Um surto de ebola na República Democrática do Congo já deixou 139 mortes e quase 600 casos prováveis, segundo a OMS. O vírus atinge 12 zonas de saúde, sendo 9 em Ituri e 3 em Kivu do Norte. Dois casos foram confirmados na cidade de Bukavu, na região de Sud-Kivu, e o risco avaliado para o país e para a região é alto, com impacto global considerado baixo. A cepa em circulação é Bundibugyo, conhecida por surtos anteriores em Uganda e na própria RDC.

Até o momento, 12 zonas de saúde foram afetadas: 9 em Ituri e 3 em Kivu do Norte. Bukavu registrou dois casos confirmados. Segundo relatos citados pela agência RFI, a vítima inicial de 28 anos faleceu antes de o diagnóstico ser confirmado. A OMS mantém o quadro de risco alto no nível nacional e regional, com alerta de que a situação pode evoluir nos próximos dias.
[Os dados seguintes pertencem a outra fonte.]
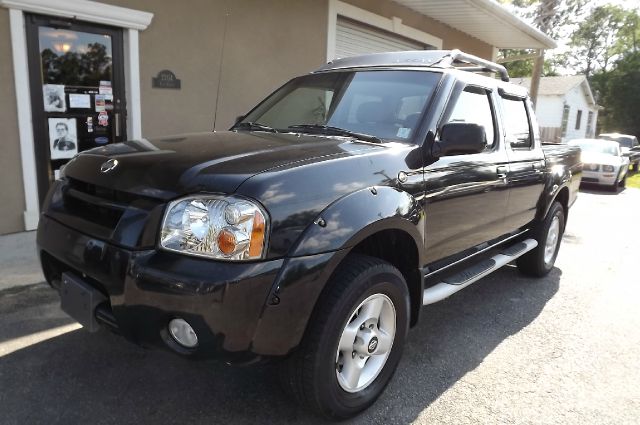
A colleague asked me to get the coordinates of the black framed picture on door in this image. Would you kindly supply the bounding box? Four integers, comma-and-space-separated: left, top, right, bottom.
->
25, 15, 127, 202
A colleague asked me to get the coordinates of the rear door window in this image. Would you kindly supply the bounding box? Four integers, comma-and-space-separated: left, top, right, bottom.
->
502, 97, 533, 149
445, 86, 495, 148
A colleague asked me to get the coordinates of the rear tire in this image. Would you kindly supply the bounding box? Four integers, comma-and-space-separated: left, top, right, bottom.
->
516, 201, 565, 277
280, 254, 410, 420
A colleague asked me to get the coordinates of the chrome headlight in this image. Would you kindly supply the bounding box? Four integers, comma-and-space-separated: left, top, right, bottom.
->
160, 195, 268, 260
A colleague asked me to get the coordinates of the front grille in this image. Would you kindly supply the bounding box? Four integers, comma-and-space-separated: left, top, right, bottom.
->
63, 188, 126, 230
46, 178, 164, 249
68, 178, 140, 207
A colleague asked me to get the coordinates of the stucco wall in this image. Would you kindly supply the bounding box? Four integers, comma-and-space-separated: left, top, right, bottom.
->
105, 0, 493, 137
106, 0, 328, 137
536, 85, 598, 142
536, 96, 563, 127
0, 8, 25, 235
342, 0, 494, 59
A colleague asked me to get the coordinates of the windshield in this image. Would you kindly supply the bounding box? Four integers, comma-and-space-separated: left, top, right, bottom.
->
234, 70, 440, 142
569, 140, 619, 156
598, 134, 633, 148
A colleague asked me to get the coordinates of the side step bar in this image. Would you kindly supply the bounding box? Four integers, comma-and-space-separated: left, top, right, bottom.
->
422, 239, 538, 305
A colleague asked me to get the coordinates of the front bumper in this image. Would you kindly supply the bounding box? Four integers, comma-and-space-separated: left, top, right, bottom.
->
582, 168, 620, 186
37, 215, 284, 360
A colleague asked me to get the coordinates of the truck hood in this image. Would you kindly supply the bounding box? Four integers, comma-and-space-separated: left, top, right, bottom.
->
64, 131, 381, 200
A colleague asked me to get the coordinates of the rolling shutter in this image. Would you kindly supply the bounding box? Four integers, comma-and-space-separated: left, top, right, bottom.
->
335, 17, 430, 58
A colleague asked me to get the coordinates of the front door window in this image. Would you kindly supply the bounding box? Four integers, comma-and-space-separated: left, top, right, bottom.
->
27, 15, 125, 200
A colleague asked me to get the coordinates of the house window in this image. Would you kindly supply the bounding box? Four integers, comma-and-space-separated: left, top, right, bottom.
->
587, 111, 594, 137
562, 105, 571, 137
576, 109, 582, 130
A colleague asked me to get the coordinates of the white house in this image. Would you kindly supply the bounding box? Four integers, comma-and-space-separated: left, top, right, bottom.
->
512, 75, 598, 143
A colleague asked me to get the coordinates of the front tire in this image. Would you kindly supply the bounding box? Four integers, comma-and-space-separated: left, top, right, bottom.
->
516, 202, 565, 277
281, 254, 410, 420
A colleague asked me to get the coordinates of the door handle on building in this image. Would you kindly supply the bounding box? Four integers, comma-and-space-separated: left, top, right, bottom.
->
113, 112, 120, 137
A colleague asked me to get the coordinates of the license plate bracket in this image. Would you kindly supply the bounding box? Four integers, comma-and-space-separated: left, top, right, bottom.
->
60, 273, 107, 332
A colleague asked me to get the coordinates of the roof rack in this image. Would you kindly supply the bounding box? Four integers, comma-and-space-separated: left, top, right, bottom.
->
314, 49, 509, 81
434, 49, 509, 82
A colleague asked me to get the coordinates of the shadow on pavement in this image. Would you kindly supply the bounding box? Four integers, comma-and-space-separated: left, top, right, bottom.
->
0, 267, 562, 424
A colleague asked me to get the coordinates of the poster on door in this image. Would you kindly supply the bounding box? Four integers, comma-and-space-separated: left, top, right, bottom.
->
42, 84, 67, 112
49, 118, 78, 160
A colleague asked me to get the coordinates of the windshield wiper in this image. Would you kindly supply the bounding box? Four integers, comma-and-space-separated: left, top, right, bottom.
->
289, 124, 382, 143
233, 122, 278, 133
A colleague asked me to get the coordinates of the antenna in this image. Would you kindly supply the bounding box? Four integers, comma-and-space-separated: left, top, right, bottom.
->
213, 9, 229, 131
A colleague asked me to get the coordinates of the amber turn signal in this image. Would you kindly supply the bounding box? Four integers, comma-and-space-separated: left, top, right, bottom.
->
218, 229, 236, 255
249, 211, 265, 258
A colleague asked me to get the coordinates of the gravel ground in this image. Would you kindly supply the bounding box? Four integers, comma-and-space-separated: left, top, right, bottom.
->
0, 189, 640, 424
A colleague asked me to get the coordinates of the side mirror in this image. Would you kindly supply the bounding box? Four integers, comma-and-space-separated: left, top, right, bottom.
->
432, 122, 487, 157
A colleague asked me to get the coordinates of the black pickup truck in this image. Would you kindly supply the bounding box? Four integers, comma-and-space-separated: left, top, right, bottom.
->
37, 50, 581, 419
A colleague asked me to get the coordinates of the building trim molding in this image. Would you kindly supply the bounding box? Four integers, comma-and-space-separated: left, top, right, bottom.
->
327, 0, 442, 61
0, 0, 153, 30
9, 9, 40, 230
0, 0, 153, 230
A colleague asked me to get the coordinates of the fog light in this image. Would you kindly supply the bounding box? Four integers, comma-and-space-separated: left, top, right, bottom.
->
169, 319, 198, 348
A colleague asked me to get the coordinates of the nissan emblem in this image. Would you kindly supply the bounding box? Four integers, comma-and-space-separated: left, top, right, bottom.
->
100, 159, 118, 173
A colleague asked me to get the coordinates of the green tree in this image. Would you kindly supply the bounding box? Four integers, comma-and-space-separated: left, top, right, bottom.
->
614, 10, 640, 54
592, 51, 640, 136
568, 5, 628, 78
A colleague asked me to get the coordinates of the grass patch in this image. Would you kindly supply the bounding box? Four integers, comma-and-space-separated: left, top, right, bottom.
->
627, 168, 640, 189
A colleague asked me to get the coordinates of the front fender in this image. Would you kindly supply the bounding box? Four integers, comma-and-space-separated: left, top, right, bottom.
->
289, 186, 424, 264
537, 164, 581, 220
252, 186, 424, 356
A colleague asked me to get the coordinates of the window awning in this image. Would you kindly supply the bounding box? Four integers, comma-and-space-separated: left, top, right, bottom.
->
395, 0, 556, 49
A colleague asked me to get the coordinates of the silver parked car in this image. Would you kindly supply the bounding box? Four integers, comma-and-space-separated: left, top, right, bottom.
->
569, 139, 629, 190
598, 133, 640, 171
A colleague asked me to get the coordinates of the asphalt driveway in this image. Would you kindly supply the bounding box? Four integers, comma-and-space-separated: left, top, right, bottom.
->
0, 189, 640, 425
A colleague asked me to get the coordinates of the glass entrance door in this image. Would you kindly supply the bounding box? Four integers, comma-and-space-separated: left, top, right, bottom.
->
26, 15, 126, 202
A epidemia é impulsionada pela variante Bundibugyo, associada a surtos anteriores com letalidade estimada entre 30% e 50%, conforme avaliação da ONG Alima. Não existe vacina específica para essa cepa no momento. Dois candidatos vacinais estão em desenvolvimento, mas a disponibilidade pode levar até nove meses.
A resposta ao surto ocorre em um contexto de conflito, com a região entre as províncias de Ituri e Kivu do Norte dividida entre as forças congolesas e o grupo armado M23. Esse cenário complica ações de vigilância, monitoramento de casos e implementação de medidas de controle, tornando essencial a coordenação entre autoridades de saúde, municípios e a população local para conter a transmissão e evitar novos desfechos.